So you have decided to study statistics, eh? I don’t blame you. Statistics is pretty wicked awesome. But before you embark on this journey of toil and strife, ahem, I mean joy and wonder, there are a few thing that you may want to get under your belt first. The goal of this post is to help you figure out the very basics of stats so that the rest of the mountain you’ll be climbing won’t be so daunting.
The Fun Fundamentals of Statistics
Statistics can be confusing – I mean you probably wouldn’t be here if you didn’t have a question or two – because it is full of terms, theorems, assumptions, and so on that seem like a foreign language. However, everything about statistics boils down to a few fundamental ideas.
Statistics Basics: Statistical Models
First, every data set has something to say.
“But wait, John, how does data say anything?” you ask.
What a fabulous question! Well, when you set out to use data to answer a question, you are looking for patterns in the data. In statistics, those patterns are called statistical models.
Say you want to know the relationship between the number of coffees people during different times of the day. Then, after asking a bunch of people this question, you look to see if there is a pattern between them. Once you find a pattern, you have a model that helps other people understand the pattern between the number of coffees people drink and the time of day.
Statistics Basics: Population and Samples
Now, you don’t want to go through the trouble of all that time and math for just any one person. Scientists want their work to refer to everyone or everything in a given population. For example, if a chemist can make a battery out of one magnesium atom, then they should be able to make it out of any magnesium atom.
A population is the larger group that the statistician is interested in studying, while the sample is the smaller part of the population that they are able to study. When we study our coffee drinkers, we wanted to know about all people that drink coffee and the time of day (the population) even though we could only ask a few of them (the sample) about their habits.
The goal of gathering data from a sample is to make an inference about the entire population. Statistical models allow you to make these inferences in a reliable and valid way.
Statistics Basics: Mean
The simplest statistical model, upon which almost all other models rest, is the mean or average value of particular data set. The mean is like looking at a painting of pointillism. You get a grander view of the whole thing without having to focus on each individual dot. The mean serves as a summary of the data so that we don’t have to mind-numbingly pour over each discrete value.
Statistics Basics: Deviance
If the mean is a little bit wrong, then I don’t wanna be right. Well, the mean is always a little wrong. That’s because numerous measurements make up the mean. Some will be a little higher and some will be a little lower. The amount that a single measure varies from the mean is called the deviation, or standard deviation for a population or sample as a whole.
Image by David M. Lane
If the standard deviation is small (red), then the mean represents that the data is all close together. If the standard deviation is large (blue), then the values are spread out widely. The majority of statistical analyses rely on comparing means and deviations to determine the strength of a model.

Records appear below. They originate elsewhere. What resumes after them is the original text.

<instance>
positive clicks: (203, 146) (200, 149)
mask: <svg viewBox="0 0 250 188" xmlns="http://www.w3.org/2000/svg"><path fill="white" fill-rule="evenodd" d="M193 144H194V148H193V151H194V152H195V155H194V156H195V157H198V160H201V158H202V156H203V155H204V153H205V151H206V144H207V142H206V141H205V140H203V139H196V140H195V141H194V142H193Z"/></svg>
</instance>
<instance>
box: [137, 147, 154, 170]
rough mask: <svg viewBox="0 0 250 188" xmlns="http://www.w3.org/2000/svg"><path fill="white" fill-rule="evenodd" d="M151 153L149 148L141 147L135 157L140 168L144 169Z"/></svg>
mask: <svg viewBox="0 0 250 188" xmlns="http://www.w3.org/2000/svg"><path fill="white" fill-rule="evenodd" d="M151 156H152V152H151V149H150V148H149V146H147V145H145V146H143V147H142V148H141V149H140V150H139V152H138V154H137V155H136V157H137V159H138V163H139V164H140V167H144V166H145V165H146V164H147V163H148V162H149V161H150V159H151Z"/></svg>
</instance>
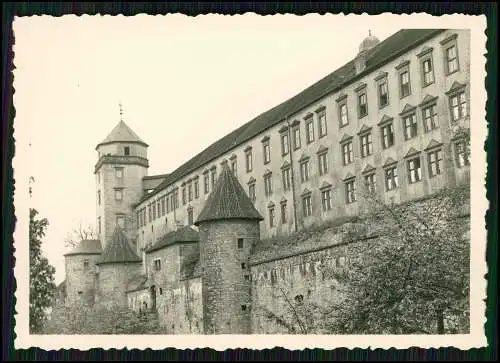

Statistics Basics: Standard Error
I have trouble appreciating the differences between professional and high school basketball because I don’t understand the nuances of the game. Now, I don’t claim to understand all the nuances of statistics, but there is one in particular nuance that makes a lot of difference in analyses: standard error.
The standard error is essentially how different your sample mean is from the population mean. Remember that the mean is a statistical model that isn’t a real value in the data. Standard deviation is how different a single measure is from the mean of the sample, but standard error is how different the mean is from the true mean of the population.
Standard error is most valuable for calculating confidence intervals. Confidence intervals are the give and take for a measure and depend on how different your model mean is from the population or a second sample.
All of these fundamentals statistical models, population and sample, mean, deviance, and standard error are pivotal for the most important part of statistics: hypothesis testing, which we’ll cover in another post.